Figure 4. Intracerebroventricular infusion of oligomeric Aβ1-42 stimulated increased protein phospho-tyrosine and CD68 immunoreactivity that was attenuated by dasatinib.

Figure 4

Aβ oligomer (1.2mg/day) or vehicle control (human HDL in artificial CSF) in the presence or absence of drug (500ng/kg/day) were infused into the right lateral ventricle of 12 month old male C57BL6/J mice for 14 days (n=6). Brains were fixed, sectioned, and immunostained using anti-phospho-tyrosine (4G10) and CD68 antibodies. (A) Representative images from the dentate gyrus of the right hippocampus are shown. The arrow indicates the region imaged for the high magnification insets. Optical density (O.D.) of immunoreactivities for (B) phospho-tyrosine and (C) CD68 were quantified from serial sections of the CA1 region. (*p< 0.001 from c, v, dasatinib (das) and Aβ+dasatinib). (D) Aβ oligomer infused brains along with 12-month APP/PS1 and control mouse brains were double-immunostained using anti-phospho-tyrosine, 4G10 (red) and anti-CD68 (green) antibodies and counterstained with DAPI. Images shown are 40× magnification.

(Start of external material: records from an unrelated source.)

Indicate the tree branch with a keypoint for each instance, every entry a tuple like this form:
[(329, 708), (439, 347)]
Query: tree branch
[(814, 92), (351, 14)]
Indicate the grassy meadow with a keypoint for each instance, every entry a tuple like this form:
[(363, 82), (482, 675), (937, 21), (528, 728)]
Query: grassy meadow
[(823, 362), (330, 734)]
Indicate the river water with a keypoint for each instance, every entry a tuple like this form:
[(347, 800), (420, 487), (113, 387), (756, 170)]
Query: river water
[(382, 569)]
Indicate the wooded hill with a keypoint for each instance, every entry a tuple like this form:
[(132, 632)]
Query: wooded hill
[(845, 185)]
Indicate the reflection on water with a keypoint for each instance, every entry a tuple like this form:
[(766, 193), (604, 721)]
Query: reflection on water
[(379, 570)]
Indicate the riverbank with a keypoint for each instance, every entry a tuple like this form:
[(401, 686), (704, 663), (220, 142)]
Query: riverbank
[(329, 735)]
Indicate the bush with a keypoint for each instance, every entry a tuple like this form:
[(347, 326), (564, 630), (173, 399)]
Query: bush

However, it was not clear whether the phospho-tyrosine immunoreactive, activated microglia in the Aβ oligomer infused brains correlated with oligomeric Aβ deposition. In order to determine whether microgliosis in the infusion model correlated with oligomeric Aβ deposits, immunohistochemical analyses of Aβ in infused brains was performed. Staining with the anti-Aβ antibody, 4G8, demonstrated immunoreactivity (Fig. 5A) broadly correlating with the same localization pattern of CD68 and phospho-tyrosine immunoreactivity observed in the peptide infused animals (Fig 4A). To determine whether the infused, immunodetected Aβo had remained oligomeric rather than converting to fibrils, sections of treated brains were stained using anti-oligomer antibodies, A11 and I11 to detect oligomeric species. Both A11 and I11 antibodies demonstrated positive immunoreactivity in the Aβo infused brains compared to vehicle-infused and control animals (Fig. 5B). This was supported by the fact that Aβo infused animals were negative for thioflavin staining and comparable to the vehicle treated group, suggesting that the immunodetected Aβ in infused brains had not fibrillized (Fig. 5C). To further validate the use of anti-oligomer antibodies at recognizing non-fibril confirmations in situ, again, the transgenic APP/PS1 model was used. Immunostaining of brains from 12 month old animals demonstrated robust immunoreactivity with anti-fibril antibody, OC, compared to control animals (Fig. 5D). However, abundant immunoreactivity of non-fibril, oligomeric Aβ was also observed using A11, anti-oligomer antibody in these brains. Indeed, although OC and A11 immunoreactivity co-localized to the same plaque structures, each antibody often displayed unique immunoreactivities within plaques (Fig. 5D). This not only indicates that plaques contain heterogeneous Aβ conformations but also suggests that anti-oligomer antibodies are useful for immunodetecting peptide conformations in situ, particularly in the infusion model employed.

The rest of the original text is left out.